Sanitation is essential to children’s survival and development.
Sanitation is about more than just toilets. Behaviours, facilities and services together provide the hygienic environment children need to fight diseases and grow up healthy.
3.5 billion people still do not have safe sanitation services, while 419 million people practice “open defecation”.
Poor sanitation puts children at risk of childhood diseases and malnutrition that can impact their overall development, learning and, later in life, economic opportunities. While some parts of the world have improved access to sanitation, millions of children in poor and rural areas have been left behind.
Lack of sanitation can be a barrier to individual prosperity and sustainable development. When children, especially girls, cannot access private and decent sanitation facilities in their schools and learning environments, the right to education is threatened. As adults, wage earners who miss work due to illness may find themselves in financial peril. And when health systems become overwhelmed and productivity levels fall, entire economies suffer.
Without basic sanitation services, people have no choice but to use inadequate communal latrines or to practise open defecation, posing a risk to health and livelihoods.
Even in communities with toilets, waste containment may not be adequate. If they are difficult to clean or not designed or maintained to safely contain, transport and treat excreta, for example, waste might come into contact with people and the environment.

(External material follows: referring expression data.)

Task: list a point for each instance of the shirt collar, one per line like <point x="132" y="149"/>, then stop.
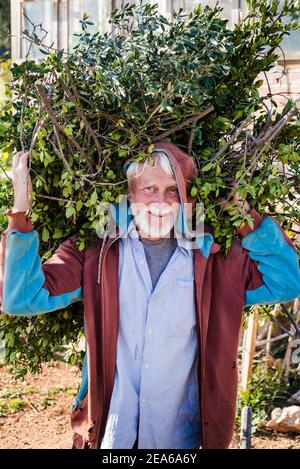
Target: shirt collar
<point x="183" y="243"/>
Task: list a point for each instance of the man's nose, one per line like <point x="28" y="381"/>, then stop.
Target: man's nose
<point x="160" y="197"/>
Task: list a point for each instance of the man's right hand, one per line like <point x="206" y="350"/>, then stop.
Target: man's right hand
<point x="22" y="182"/>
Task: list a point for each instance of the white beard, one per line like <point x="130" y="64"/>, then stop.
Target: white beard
<point x="155" y="220"/>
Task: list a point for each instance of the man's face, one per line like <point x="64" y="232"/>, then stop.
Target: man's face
<point x="155" y="202"/>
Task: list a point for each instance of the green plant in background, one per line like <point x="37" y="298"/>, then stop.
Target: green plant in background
<point x="266" y="391"/>
<point x="190" y="80"/>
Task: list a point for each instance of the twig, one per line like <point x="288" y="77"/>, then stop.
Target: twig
<point x="184" y="124"/>
<point x="52" y="116"/>
<point x="55" y="198"/>
<point x="83" y="117"/>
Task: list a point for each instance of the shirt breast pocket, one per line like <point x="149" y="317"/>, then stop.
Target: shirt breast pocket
<point x="182" y="317"/>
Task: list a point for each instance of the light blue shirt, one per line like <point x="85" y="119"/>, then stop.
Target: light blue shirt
<point x="156" y="385"/>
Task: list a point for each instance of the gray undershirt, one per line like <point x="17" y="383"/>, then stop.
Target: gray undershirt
<point x="158" y="253"/>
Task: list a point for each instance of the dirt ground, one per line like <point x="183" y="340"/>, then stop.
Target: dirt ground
<point x="35" y="412"/>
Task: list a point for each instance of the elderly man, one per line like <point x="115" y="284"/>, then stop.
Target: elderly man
<point x="162" y="318"/>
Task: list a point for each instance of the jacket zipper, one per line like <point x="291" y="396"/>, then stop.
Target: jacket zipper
<point x="104" y="357"/>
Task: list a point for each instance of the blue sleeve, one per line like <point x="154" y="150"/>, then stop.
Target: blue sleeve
<point x="277" y="261"/>
<point x="30" y="287"/>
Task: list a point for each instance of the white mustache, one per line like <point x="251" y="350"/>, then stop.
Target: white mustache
<point x="158" y="210"/>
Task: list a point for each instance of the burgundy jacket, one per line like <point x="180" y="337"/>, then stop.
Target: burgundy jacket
<point x="220" y="285"/>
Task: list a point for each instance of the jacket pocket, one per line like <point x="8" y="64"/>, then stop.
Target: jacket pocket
<point x="182" y="317"/>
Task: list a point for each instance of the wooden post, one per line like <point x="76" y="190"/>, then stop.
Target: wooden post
<point x="246" y="422"/>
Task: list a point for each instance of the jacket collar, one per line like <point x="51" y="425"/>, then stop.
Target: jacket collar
<point x="123" y="219"/>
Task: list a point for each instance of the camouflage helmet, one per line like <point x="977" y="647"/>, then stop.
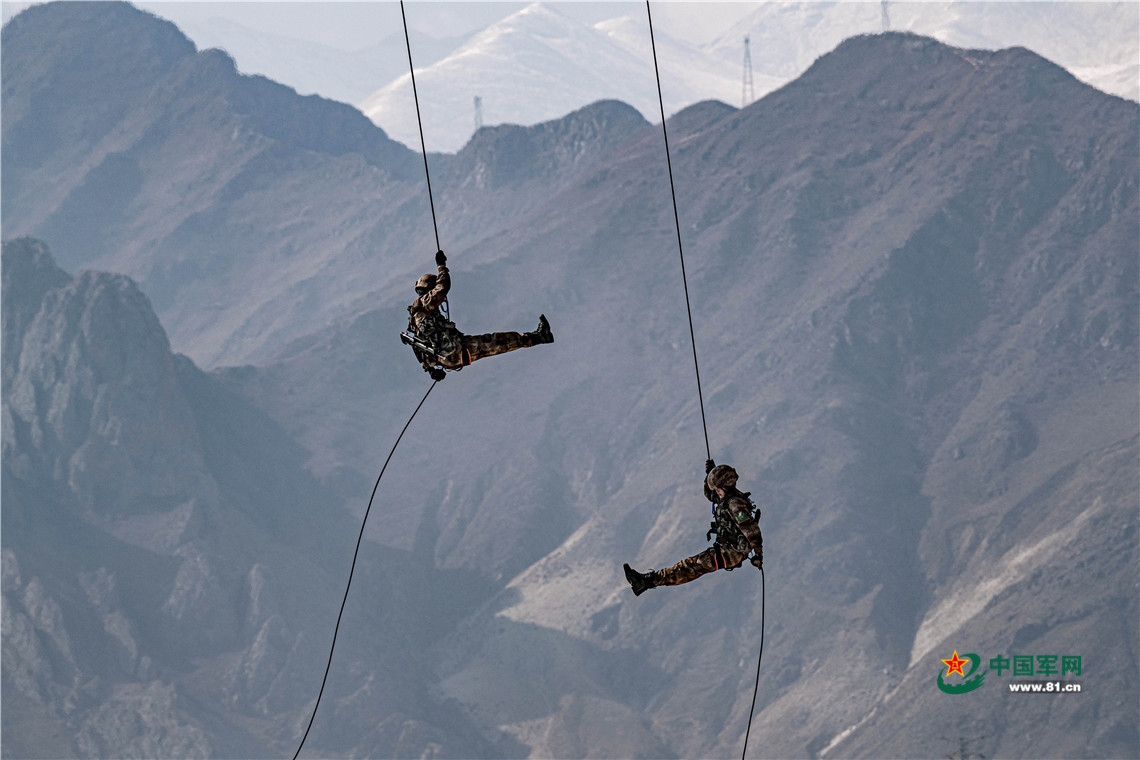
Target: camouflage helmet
<point x="721" y="476"/>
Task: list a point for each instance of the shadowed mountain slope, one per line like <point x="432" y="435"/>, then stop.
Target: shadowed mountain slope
<point x="167" y="557"/>
<point x="914" y="280"/>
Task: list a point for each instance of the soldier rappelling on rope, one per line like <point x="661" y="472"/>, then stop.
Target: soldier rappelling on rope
<point x="439" y="345"/>
<point x="735" y="523"/>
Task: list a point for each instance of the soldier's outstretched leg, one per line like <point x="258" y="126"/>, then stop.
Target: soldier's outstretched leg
<point x="686" y="570"/>
<point x="697" y="565"/>
<point x="480" y="346"/>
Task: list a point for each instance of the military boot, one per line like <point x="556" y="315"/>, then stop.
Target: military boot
<point x="638" y="581"/>
<point x="544" y="331"/>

These factors make sustainable development nearly impossible.
The practice of defecating in the open (such as in fields, bushes, or by bodies of water) can be devastating for public health.
Exposed faecal matter contaminates food, water and the environment, and can spread serious diseases, such as cholera. Coupled with poor hygiene practices, exposure to faecal matter remains a leading cause of child mortality, morbidity, undernutrition and stunting, and can negatively impact a child's cognitive development.
Harmful to community health and well-being, open defecation can also undermine individual dignity and safety – especially for girls and women. When forced to travel greater distances from home to reach adequate hygiene facilities, girls are women are put at greater risk of violence.
UNICEF is on the ground in more than 100 countries to provide safe sanitation for the world's most vulnerable communities in rural and urban areas, and during emergencies.
We mobilize communities, build markets for sanitation goods and services, and partner with governments to plan and finance sanitation services.
In emergencies, UNICEF provides urgent relief to communities and nations threatened by disrupted services and the risk of disease outbreak.
We also support innovation in sanitation; improving sanitation technology; ensuring basic toilets are affordable, accessible and safe; and finding effective, sustainable solutions for sanitation challenges that harm children.
Ending open defecation
Ongoing investment in sanitation services by households, communities and governments is necessary to shift community behaviour so that ‘toilet use by all’ becomes the new norm.
Many countries are off track to end open defecation by 2030. UNICEF’s commitment to meet this challenge has been mapped in our ‘game plan’ to end open defecation, a strategy for reaching the 26 countries that account for over 90 per cent of global open defection.
We support governments through community- and market-based approaches in rural areas and in urban slums, where most people defecating in the open live. Communities are encouraged to carry out an analysis of existing defecation patterns and to use local resources to build low-cost household toilets and ultimately eliminate the practice.